The drug cartels are not only armed with automatic weapons and machine guns supplied by corrupt Mexican officials and defecting members of the Mexican military, but they were also supplied with what Sen. Dianne Feinstein (D-CA) is calling “assault weapons” and other high-capacity weapons: civilian versions of AK-47s and AR-15s, semi-automatic pistols with large magazines, and the .50-caliber rifles that are used by the U.S. military for their sniper teams.
These are the kind of weapons carried by Mexican drug smugglers who have shown no compunction whatsoever about using those weapons to kill. I doubt that an Arizona or Texas rancher out on one of his ranges who is confronted with such highly armed and dangerous smugglers would find much comfort in Vice President Joe Biden’s admonition that all they need to defend themselves is a short range, double-barrel shotgun.
When faced by a vicious member of a murderous Mexican drug cartel carrying a semi-automatic pistol with a high-capacity magazine, I doubt they would be happy to only be carrying a pistol limited to the seven rounds allowed by New York’s new law, because the government believes no American needs a high-capacity magazine.
In fact, a high-capacity magazine and an AR-15 might be the only thing standing between a rancher and his family and being assaulted or murdered by those who are crossing our border illegally.

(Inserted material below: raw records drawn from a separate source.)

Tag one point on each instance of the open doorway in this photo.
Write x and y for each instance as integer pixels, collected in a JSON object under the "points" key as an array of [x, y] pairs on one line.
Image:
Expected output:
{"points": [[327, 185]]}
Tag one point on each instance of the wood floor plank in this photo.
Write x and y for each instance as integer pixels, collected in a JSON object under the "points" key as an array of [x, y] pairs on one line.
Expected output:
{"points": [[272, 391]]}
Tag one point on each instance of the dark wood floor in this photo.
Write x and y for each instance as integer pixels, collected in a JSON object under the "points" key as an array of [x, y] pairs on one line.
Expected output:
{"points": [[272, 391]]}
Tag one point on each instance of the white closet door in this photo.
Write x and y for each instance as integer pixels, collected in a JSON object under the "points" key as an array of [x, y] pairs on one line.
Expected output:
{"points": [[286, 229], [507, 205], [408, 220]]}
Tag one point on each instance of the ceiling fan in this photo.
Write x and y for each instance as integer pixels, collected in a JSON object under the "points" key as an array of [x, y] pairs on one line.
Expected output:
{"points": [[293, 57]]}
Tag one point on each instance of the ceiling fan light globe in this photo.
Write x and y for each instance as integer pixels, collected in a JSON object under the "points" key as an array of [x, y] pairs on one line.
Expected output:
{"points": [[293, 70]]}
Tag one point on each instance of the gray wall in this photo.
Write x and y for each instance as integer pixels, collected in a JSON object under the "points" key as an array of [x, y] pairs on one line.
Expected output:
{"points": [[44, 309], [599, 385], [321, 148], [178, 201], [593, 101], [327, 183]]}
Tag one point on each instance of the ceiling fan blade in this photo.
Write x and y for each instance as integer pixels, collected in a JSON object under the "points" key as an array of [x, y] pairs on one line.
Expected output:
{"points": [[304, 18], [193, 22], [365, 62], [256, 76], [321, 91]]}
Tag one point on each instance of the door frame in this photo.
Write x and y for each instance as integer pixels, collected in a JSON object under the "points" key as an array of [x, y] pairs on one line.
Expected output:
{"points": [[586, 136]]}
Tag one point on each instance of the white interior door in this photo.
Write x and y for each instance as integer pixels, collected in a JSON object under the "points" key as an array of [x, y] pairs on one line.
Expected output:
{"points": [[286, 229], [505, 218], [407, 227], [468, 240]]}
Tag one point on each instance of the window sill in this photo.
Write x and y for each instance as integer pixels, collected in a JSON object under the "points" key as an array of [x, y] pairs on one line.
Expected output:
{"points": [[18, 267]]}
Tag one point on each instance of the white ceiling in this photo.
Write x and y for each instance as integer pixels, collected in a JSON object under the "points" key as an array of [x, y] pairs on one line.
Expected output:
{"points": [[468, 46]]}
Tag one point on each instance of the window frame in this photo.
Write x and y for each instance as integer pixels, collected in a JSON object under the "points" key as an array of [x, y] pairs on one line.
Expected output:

This problem has been exacerbated by the unwillingness of this administration to fully police our border, to stop illegal immigration, or to clean up the mess they made with the most reckless law enforcement operation in the history of the Justice Department, Operation Fast and Furious.
Somehow, I doubt that Sen. Feinstein, who wants to ban these types of weapons, will soon hold a field hearing in Cochise County.